KC: We owed the label, like, half a million dollars. There was no way we’re gonna pay that back. We will never see a dime from the self-titled record, White Buffalo, Wayward Flyers, Fearless. They own those records in perpetuity, so hopefully they recoup their loss from us, eventually. It was really good for us to be on that label at the time, and it’s really good to be on InsideOut now.
Are you planning to bring Apocalypse to the UK?
KC: No, we’re not. We had a very difficult discussion about it yesterday. Our management showed us a budget where if we went over to the UK and Europe to play ten shows, we would lose about thirty-five thousand dollars. The reality of being a musician means you need to have very rich parents, the willingness to completely financially ruin yourself, or a label with very deep pockets. And unfortunately we have none of those things.
Have you managed to get your Rush tickets yet?
KC: I’m working on it. I’ve got some connections. Because, again, being a progressive rock band in the year of our Lord 2026 means we do not have a thousand dollars for a ticket.

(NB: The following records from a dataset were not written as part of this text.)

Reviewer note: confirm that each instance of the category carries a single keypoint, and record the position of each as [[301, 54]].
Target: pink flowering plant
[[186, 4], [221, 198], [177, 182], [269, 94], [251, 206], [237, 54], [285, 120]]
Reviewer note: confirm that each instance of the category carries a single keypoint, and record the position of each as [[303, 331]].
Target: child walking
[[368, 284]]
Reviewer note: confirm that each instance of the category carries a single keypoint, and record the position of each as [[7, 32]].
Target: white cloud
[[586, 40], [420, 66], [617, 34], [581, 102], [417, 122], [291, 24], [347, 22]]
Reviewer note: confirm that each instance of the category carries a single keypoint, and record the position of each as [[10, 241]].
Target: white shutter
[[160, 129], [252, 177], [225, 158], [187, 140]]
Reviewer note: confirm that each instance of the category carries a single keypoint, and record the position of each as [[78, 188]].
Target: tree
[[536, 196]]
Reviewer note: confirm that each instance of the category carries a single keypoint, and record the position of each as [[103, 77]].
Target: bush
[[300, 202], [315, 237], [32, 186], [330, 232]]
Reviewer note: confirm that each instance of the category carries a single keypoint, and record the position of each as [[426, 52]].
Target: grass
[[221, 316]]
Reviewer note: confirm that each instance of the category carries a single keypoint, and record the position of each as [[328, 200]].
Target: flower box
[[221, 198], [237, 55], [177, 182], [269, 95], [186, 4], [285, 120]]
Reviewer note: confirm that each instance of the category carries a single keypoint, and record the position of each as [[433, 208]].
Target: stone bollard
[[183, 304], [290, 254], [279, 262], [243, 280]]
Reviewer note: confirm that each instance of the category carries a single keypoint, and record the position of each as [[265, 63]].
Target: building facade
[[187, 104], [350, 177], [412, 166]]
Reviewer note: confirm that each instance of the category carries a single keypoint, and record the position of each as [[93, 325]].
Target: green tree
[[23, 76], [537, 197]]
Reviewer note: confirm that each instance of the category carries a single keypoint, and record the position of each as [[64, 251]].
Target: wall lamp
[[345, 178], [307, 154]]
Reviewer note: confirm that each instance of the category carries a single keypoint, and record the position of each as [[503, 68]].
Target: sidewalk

CB: I love them so much, but my last memory of Rush was with Neil [Peart], and I don’t want my last memory to be Rush without Neil, because he was my hero. I wish them all the best, and I’m there in spirit.
Finally, what sort of apocalypse would you prefer – killer robots, or zombies?
KC: If we’re just getting it over with, then killer robots are gonna be way more effective.
CB: Yeah, the robots aren’t going to slowly rip you limb from limb. It’s way cleaner.
Apocalypse is out now via Inside Out.